We analyzed patients with follow-up greater than 1 year. The mean duration of follow-up was 29 months (range, 12-46 months). We report on 280 patients, mean age 72 years (range, 51-87 years). Only 60 patients received adjuvant hormones. Mean pretreatment prostate-specific antigen level was 9.3 ng/mL (range, 0.6-120 ng/mL). Mean Gleason score was 6 (range, 3-9). The lowest dose level was given to 49 patients, the intermediate dose to 131 patients, and 100 patients received the highest dose escalation. One hundred eighty-one patients (65%) were treated to a prostate field only and 99 patients (35%) to prostate and seminal vesicles. Chronic genitourinary and/or gastrointestinal categories were incontinence, persistent urinary retention, increased urinary frequency/urgency, urethral stricture, hematuria, diarrhea, rectal pain, bleeding, ulcer, fistula, incontinence, and proctitis. Toxicity at the high dose level was not different from toxicity at the intermediate or lower dose levels. No significant difference was observed in any of the individual toxicity categories.
By applying the ART process--namely, developing a patient-specific PTV--to prostate cancer patients, significant dose escalation can be achieved without increases in genitourinary or gastrointestinal toxicity. Our data validate the rectal and bladder dose-volume constraints chosen for our three-dimensional conformal and IMRT prostrate radiotherapy planning.
评估所选自适应放疗(ART)剂量体积限制的有效性,同时检验更高肿瘤剂量水平下毒性不会更大这一假设。

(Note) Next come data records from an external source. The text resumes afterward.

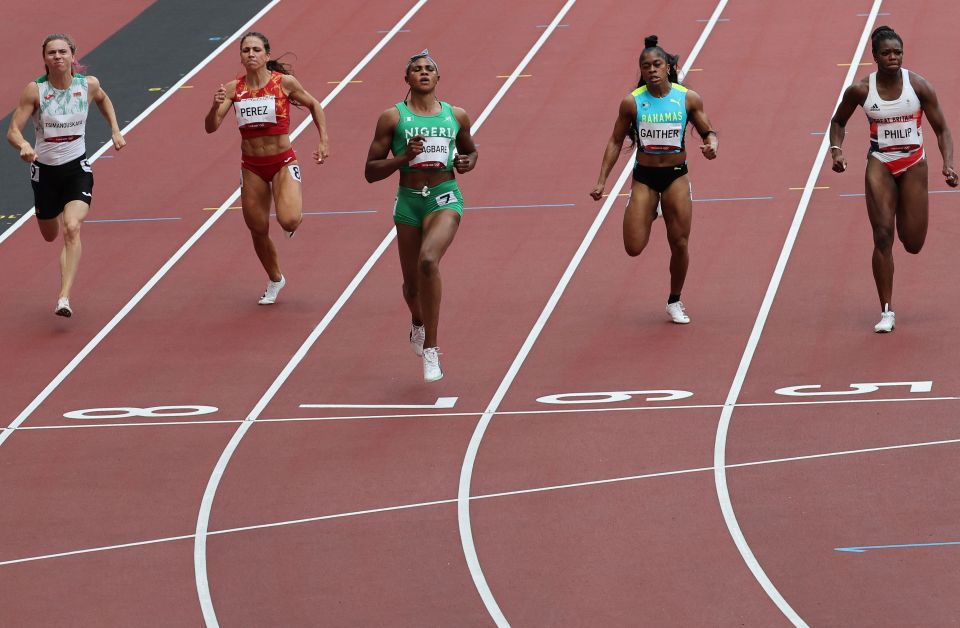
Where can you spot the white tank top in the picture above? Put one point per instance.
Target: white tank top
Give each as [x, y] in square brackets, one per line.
[894, 124]
[61, 121]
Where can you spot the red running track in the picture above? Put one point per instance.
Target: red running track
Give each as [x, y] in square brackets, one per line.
[633, 551]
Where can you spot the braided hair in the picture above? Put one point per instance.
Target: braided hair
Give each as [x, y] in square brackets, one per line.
[651, 46]
[881, 34]
[76, 68]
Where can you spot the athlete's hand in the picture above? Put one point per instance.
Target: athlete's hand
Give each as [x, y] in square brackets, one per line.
[220, 96]
[465, 163]
[322, 152]
[414, 147]
[951, 176]
[27, 153]
[118, 141]
[839, 162]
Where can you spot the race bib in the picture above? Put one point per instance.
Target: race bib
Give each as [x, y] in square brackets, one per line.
[256, 111]
[898, 135]
[436, 153]
[63, 127]
[660, 135]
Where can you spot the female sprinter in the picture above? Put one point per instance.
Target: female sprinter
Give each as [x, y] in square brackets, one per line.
[61, 177]
[655, 115]
[422, 132]
[894, 100]
[269, 168]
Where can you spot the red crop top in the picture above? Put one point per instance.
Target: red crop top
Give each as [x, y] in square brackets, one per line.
[265, 111]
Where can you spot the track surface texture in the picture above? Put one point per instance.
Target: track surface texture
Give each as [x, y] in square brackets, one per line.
[176, 455]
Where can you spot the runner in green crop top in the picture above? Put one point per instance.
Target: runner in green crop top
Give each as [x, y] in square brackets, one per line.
[430, 141]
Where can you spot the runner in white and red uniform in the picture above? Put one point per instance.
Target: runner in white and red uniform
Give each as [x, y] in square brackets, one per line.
[60, 174]
[270, 171]
[895, 101]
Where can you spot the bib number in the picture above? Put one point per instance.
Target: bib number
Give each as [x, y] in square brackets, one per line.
[436, 153]
[257, 111]
[660, 136]
[898, 135]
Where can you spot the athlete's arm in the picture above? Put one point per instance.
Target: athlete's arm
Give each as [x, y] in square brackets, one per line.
[29, 101]
[296, 92]
[702, 124]
[853, 97]
[625, 117]
[466, 159]
[931, 107]
[222, 100]
[99, 96]
[379, 163]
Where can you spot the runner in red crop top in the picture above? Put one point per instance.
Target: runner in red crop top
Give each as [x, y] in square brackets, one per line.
[269, 168]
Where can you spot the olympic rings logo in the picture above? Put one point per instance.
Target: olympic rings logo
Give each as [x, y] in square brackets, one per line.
[156, 412]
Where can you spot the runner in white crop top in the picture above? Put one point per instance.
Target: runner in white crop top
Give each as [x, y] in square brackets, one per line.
[895, 102]
[60, 175]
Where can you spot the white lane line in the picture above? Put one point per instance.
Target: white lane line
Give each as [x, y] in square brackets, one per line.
[203, 518]
[440, 502]
[476, 413]
[146, 112]
[90, 346]
[469, 460]
[720, 445]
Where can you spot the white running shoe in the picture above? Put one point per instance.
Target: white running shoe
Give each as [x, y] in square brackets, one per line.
[677, 313]
[273, 289]
[431, 364]
[888, 320]
[63, 308]
[417, 335]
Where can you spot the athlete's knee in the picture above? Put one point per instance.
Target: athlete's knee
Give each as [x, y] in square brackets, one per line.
[429, 265]
[71, 231]
[410, 291]
[914, 245]
[291, 223]
[678, 245]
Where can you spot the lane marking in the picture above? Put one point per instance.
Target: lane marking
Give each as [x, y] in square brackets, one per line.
[131, 219]
[146, 112]
[502, 413]
[77, 359]
[469, 460]
[203, 517]
[865, 548]
[441, 502]
[723, 425]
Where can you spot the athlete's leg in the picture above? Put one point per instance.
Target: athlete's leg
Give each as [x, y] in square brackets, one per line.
[255, 199]
[49, 228]
[408, 245]
[72, 217]
[439, 228]
[882, 194]
[678, 216]
[912, 207]
[637, 218]
[288, 197]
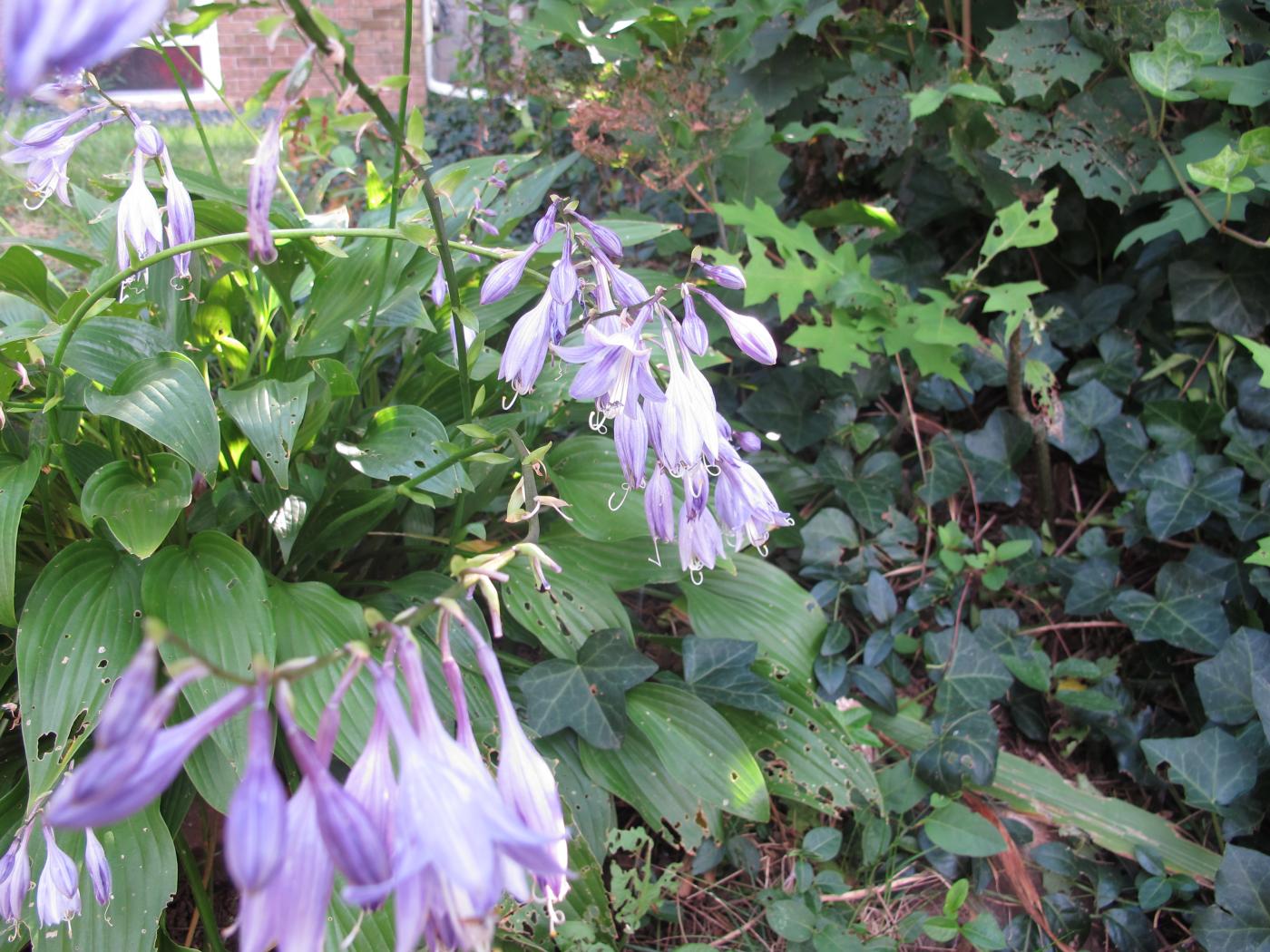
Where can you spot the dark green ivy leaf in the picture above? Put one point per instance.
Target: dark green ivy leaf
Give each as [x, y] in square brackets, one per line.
[719, 673]
[588, 695]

在ART剂量递增/选择试验中,治疗开始时采用将临床靶区(CTV)外放1 cm形成的通用计划靶区(PTV)。治疗第一周后,根据治疗前4天获得的CT和电子射野图像为患者重新制定个性化PTV。使用新的多叶准直器射野孔径。根据以下直肠和膀胱限制条件确定给予个性化PTV的最小剂量,范围为70.2 - 79.2 Gy:直肠壁剂量>82 Gy的部分<5%,直肠壁剂量>75.6 Gy的部分<30%,膀胱体积剂量>75.6 Gy的部分<50%,膀胱最大剂量为85 Gy。采用适形四野和/或调强放疗(IMRT)技术。独立评审员对毒性进行评分。根据常见毒性标准分级量表(第2版)采用所见最严重毒性评分。我们将患者分为三个单独的组:70.2 - 72 Gy组、>72 - 75.6 Gy组和>75.6 - 79.2 Gy组。通过Pearson卡方检验对每组毒性进行量化和比较,以验证我们的剂量递增/选择模型。将0、1、2和3级按无 vs. 各等级以及无 vs. 任何等级进行审查。
我们分析了随访时间超过1年的患者。平均随访时间为29个月(范围12 - 46个月)。我们报告了280例患者,平均年龄72岁(范围51 - 87岁)。仅60例患者接受了辅助激素治疗。治疗前前列腺特异性抗原平均水平为9.3 ng/mL(范围0.6 - 120 ng/mL)。平均Gleason评分为6分(范围3 - 9分)。49例患者接受了最低剂量水平治疗,131例患者接受了中等剂量治疗,100例患者接受了最高剂量递增治疗。181例患者(65%)仅接受前列腺野照射,99例患者(35%)接受前列腺和精囊照射。慢性泌尿生殖系统和/或胃肠道类别包括尿失禁、持续性尿潴留、尿频/尿急增加、尿道狭窄、血尿、腹泻、直肠疼痛、出血、溃疡、瘘管、尿失禁和直肠炎。高剂量水平的毒性与中等或低剂量水平的毒性无差异。在任何单个毒性类别中均未观察到显著差异。
通过将ART过程(即制定个性化PTV)应用于前列腺癌患者,可在不增加泌尿生殖系统或胃肠道毒性的情况下实现显著的剂量递增。我们的数据验证了为我们的三维适形和IMRT前列腺放疗计划所选的直肠和膀胱剂量体积限制。